3. Make Engineering the Organizing Principle Across All Functions
Post-agent companies should embed technical capability in every role—not just product and engineering—to maximize the leverage of agents and eliminate the classical boundary between "technical" and "non-technical" headcount.
"As a post-agent company, we aren't just building external workers for our customers. We build internal workers to execute all the functions of the organization. That's why we're building the company first and foremost around engineering; 60% of the company has a CS degree and ⅓ of the company are former founders. Everyone ships."
6. Overlooked Insights
1. The "Long Tail of Tasks" Is a New Market, Not Just Efficiency Gains
Most AI coverage focuses on replacing existing human work faster or cheaper. The authors briefly but importantly identify a third dimension: tasks that were never economically viable to do at all become newly unlockable—an entirely new demand surface, not just cost reduction.
"The new opportunities revolve around 'using computers;' — directing and deploying 24/7 intelligence to do more work (raw volume), cheaper work (cost), better work (quality), and the long-tail of tasks that never made economic sense to do before."

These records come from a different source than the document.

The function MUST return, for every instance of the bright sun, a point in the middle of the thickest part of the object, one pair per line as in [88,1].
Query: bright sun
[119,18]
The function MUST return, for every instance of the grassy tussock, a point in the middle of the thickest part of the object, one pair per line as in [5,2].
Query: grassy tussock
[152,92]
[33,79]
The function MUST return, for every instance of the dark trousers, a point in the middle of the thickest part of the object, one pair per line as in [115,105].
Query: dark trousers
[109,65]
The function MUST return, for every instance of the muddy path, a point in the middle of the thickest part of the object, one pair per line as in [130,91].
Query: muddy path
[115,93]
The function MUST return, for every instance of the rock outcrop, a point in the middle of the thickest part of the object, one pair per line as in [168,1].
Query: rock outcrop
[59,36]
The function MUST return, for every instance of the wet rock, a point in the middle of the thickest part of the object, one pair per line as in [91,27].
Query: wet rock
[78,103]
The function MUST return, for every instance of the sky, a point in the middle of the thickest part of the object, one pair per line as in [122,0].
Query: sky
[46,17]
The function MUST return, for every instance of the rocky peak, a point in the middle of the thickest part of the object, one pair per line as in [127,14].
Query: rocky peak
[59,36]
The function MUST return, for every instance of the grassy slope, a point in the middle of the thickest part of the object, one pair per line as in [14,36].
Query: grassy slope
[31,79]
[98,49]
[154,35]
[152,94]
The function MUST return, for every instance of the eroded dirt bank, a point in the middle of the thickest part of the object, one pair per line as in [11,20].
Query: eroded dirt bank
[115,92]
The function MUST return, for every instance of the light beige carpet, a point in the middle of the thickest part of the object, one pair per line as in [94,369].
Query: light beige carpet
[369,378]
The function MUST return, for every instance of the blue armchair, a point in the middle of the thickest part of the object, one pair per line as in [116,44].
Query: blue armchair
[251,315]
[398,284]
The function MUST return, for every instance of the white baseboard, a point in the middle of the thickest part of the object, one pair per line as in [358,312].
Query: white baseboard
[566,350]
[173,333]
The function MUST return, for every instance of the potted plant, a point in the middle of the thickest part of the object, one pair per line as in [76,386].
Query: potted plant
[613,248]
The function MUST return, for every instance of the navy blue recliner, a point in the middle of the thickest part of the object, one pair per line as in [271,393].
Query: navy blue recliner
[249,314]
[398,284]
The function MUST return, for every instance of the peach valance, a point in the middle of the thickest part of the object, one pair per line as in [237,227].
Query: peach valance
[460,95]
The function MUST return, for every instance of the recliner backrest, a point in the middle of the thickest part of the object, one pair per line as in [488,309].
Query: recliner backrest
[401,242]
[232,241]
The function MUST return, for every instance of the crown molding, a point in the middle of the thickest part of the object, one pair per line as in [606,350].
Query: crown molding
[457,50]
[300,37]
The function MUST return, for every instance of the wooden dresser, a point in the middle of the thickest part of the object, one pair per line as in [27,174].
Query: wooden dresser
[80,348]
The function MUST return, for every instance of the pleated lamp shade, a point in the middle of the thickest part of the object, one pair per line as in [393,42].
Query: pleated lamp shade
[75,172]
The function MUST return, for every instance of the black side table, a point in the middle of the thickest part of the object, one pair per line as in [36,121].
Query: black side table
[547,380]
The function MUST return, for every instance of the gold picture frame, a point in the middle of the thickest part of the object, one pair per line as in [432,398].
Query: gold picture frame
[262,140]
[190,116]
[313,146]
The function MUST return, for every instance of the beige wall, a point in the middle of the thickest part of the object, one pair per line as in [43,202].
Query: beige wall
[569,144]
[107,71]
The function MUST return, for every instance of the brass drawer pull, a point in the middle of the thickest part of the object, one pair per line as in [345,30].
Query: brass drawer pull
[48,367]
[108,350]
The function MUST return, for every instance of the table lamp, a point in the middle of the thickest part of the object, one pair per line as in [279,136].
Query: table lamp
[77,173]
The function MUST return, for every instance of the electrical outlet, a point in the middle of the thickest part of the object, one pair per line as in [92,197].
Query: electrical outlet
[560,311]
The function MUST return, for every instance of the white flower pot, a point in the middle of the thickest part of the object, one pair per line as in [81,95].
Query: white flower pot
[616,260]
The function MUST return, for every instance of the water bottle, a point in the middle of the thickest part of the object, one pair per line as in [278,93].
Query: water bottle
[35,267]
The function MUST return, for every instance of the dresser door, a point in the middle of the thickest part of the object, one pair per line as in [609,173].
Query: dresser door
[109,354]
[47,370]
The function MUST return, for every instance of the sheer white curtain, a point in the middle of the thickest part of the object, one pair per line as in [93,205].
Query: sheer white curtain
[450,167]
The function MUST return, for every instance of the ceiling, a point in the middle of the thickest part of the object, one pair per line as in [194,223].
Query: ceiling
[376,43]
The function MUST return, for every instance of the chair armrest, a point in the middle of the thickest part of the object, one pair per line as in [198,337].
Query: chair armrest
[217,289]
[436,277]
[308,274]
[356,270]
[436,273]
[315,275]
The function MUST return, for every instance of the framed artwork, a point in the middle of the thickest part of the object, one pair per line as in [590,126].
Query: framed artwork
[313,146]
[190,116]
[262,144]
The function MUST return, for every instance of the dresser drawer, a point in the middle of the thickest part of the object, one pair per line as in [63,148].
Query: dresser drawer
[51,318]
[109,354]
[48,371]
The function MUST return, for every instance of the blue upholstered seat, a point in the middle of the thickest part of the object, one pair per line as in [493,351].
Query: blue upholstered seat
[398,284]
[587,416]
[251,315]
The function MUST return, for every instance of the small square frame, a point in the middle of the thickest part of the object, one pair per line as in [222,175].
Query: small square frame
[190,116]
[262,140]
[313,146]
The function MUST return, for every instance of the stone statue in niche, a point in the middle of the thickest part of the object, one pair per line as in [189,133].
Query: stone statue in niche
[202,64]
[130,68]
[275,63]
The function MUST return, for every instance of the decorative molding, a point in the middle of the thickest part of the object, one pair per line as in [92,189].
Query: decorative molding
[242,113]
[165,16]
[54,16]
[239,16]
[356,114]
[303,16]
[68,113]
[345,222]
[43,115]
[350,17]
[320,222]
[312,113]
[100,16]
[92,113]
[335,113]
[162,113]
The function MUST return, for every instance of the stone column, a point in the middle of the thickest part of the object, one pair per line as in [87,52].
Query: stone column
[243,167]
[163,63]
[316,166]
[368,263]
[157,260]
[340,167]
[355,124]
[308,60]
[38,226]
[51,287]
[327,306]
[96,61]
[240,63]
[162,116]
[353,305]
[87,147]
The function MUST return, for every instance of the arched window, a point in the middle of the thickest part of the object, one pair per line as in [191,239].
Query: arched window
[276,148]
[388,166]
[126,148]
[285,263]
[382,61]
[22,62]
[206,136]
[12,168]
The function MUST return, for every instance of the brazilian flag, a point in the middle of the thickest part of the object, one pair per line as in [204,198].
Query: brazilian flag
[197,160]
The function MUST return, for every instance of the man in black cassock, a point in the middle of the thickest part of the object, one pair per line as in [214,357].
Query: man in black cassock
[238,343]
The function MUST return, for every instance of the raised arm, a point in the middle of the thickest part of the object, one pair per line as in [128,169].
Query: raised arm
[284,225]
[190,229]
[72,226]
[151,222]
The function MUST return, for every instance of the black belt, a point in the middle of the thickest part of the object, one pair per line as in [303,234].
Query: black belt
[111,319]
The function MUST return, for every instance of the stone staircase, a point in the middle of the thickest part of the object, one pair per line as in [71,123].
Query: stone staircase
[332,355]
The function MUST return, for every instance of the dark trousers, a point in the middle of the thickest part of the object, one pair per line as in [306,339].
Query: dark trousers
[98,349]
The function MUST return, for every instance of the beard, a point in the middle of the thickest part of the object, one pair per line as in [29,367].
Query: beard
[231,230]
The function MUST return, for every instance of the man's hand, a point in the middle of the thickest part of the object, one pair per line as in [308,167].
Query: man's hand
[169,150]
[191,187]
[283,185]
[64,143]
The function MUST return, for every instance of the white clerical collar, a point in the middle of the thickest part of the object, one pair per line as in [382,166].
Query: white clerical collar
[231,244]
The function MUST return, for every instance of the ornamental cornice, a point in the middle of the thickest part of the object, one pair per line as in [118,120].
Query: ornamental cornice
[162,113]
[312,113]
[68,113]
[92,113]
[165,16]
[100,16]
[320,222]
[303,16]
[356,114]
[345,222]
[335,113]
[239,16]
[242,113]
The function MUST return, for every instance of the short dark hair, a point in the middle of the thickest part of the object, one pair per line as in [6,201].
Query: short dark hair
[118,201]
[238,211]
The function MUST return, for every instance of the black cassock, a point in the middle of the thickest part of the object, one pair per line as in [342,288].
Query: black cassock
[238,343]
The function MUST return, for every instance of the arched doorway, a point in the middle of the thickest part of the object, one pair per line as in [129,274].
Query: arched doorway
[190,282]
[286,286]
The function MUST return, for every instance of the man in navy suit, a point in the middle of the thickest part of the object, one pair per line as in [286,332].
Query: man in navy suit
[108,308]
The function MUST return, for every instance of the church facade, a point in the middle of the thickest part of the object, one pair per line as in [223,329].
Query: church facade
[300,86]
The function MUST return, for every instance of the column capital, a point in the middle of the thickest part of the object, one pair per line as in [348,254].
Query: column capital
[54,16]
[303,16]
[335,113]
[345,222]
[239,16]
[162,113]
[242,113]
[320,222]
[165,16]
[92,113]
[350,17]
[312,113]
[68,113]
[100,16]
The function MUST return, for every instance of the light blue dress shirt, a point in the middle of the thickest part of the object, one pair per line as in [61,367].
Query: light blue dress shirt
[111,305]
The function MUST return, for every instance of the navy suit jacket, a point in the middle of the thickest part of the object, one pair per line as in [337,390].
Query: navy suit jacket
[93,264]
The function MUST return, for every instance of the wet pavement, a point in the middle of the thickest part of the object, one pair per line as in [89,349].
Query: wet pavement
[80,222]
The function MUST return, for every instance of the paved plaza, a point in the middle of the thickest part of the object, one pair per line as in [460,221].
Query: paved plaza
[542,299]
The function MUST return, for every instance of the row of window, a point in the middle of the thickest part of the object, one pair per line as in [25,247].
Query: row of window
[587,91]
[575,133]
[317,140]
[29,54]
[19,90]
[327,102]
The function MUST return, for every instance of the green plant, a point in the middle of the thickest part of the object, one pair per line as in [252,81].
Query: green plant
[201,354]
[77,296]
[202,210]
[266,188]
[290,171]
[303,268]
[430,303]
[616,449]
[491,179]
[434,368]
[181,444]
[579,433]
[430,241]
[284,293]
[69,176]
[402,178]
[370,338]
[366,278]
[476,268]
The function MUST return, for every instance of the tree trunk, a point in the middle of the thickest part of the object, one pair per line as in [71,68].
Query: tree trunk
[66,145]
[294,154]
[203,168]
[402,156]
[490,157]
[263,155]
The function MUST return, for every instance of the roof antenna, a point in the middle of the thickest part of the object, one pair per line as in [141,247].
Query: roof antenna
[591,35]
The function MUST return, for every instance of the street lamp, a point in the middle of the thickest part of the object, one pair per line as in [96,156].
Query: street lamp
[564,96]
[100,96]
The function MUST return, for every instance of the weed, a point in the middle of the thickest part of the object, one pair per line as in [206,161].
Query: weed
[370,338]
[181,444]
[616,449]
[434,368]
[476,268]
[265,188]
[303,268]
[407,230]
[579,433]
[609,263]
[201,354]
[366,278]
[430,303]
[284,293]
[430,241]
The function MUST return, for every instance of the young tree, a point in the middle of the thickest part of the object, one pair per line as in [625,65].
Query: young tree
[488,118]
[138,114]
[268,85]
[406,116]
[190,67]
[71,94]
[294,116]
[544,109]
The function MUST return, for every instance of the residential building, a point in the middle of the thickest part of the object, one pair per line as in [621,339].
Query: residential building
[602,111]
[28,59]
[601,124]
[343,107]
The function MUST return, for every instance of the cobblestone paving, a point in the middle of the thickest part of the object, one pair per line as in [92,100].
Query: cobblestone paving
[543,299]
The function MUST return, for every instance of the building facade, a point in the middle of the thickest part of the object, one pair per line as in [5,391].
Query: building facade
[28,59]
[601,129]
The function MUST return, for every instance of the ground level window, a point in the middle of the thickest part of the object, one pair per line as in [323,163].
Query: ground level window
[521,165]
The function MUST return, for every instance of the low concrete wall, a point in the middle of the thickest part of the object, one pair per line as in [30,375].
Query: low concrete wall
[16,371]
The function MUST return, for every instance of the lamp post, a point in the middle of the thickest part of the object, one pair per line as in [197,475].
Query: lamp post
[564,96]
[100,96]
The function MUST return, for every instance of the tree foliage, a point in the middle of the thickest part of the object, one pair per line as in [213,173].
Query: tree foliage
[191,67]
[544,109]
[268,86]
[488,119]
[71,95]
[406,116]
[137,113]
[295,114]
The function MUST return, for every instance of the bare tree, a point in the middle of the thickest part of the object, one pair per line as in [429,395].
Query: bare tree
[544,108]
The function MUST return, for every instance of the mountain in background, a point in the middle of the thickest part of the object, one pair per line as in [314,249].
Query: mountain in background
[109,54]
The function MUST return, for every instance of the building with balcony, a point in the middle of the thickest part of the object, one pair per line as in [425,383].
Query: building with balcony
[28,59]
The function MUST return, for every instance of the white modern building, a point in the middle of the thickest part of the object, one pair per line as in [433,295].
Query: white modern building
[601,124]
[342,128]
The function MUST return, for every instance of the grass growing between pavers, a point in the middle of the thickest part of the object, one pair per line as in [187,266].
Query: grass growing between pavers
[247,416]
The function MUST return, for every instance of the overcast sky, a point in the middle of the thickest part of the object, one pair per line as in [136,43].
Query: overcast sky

2. Self-Healing Products as an Engineering Standard
Mentioned almost in passing as a current Phoebe capability, self-healing software—where the product autonomously monitors its own performance, reads its own code, and fixes bugs against live production data—represents a step-change in engineering leverage that most companies aren't yet treating as a design goal.
"Our product is becoming increasingly self-healing. Our harness automatically reads and reviews its own work, looking for bugs and poor performance for customers. It's aware of its own code, knows our customer base, and can search through all of Core (production logs, call transcripts, Posthog data), to fix bugs and gaps."